Behind Fo, the snake began to move in discomfort. “What do you think he’s doing here, then?”

He sent him, obviously.”

“What if he came of his own accord? It is difficult to tell with him these days.”

“Aelyn would know,” Bau said, troubled. “She watches him, closely.”

“And if she already knew?”

Ayae—tearing her eyes from the shifting form of the snake, the mouse still visible in it—said, “Who are you talking about?”

“Your savior,” Fo replied.

Bau’s eyebrows rose. “Really?”

She should leave. The thought was clear. She was out of her depth. She would gain nothing by being here, would learn nothing that they did not already think she should know. There were other ways, other people. Ayae took a step backward. As she took that first step Fo shook his head, his scarred eyes holding her. “If you have questions, ask, child. You need not fear the asking.”

“You are scaring her, Fo,” the other man said, rising from his seat. Shaking his head, he closed his warm hand around her arm gently. “Ignore his tone. Fo has a history with the man who saved you, though he is probably not even aware of it.”

“Zaifyr,” she whispered.

“Is that the name he’s using?”

“Who is he?”

Bau guided her to a seat that was touched by the last of the morning’s sunlight.

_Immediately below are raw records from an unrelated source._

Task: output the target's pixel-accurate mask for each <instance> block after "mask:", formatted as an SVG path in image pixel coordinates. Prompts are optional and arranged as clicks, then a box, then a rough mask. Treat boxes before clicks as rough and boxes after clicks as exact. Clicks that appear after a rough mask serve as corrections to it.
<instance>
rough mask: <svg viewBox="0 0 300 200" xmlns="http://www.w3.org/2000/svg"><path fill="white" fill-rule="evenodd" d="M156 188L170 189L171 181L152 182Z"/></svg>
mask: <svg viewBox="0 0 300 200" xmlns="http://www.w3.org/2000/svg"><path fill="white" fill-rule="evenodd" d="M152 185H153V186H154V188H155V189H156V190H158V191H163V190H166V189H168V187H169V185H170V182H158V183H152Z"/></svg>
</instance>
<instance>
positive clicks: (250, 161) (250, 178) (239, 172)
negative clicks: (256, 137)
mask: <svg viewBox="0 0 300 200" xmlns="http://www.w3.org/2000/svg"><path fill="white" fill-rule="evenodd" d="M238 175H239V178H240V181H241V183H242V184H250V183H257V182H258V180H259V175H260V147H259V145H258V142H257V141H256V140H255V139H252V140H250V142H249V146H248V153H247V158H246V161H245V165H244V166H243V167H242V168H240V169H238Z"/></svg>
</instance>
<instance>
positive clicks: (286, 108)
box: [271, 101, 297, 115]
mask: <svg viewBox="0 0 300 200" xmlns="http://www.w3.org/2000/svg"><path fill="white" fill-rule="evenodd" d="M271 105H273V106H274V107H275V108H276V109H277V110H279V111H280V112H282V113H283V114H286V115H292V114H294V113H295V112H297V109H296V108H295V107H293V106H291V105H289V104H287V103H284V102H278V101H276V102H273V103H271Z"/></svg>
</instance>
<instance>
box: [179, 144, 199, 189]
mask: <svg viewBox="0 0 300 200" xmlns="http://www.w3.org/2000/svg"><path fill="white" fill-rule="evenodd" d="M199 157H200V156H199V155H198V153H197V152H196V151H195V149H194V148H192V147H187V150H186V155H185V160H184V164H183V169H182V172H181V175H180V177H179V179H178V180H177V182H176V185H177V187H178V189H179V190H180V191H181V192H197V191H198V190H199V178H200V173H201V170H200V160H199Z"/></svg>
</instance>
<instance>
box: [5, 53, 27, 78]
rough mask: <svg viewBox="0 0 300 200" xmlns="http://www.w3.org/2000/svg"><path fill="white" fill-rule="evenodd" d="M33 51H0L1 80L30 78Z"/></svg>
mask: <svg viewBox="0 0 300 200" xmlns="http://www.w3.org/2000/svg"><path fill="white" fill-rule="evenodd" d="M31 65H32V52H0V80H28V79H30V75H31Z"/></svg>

She could see the snake’s skin bulging, but worse, could see the outline of the soaked mouse. “A man, like you and me. But a man thousands of years old, older than either myself or Fo. A man who talks to the dead, as if they were his own.”

“Which he once said they were,” Fo added, his tone heavy with dislike.

“How do you know this?”

Behind the hairless man, the sound of scratching began, the mouse’s frantic movements tearing through the snake’s skin. “Because,” he said, “a long time ago, my parents worshipped him as a god.”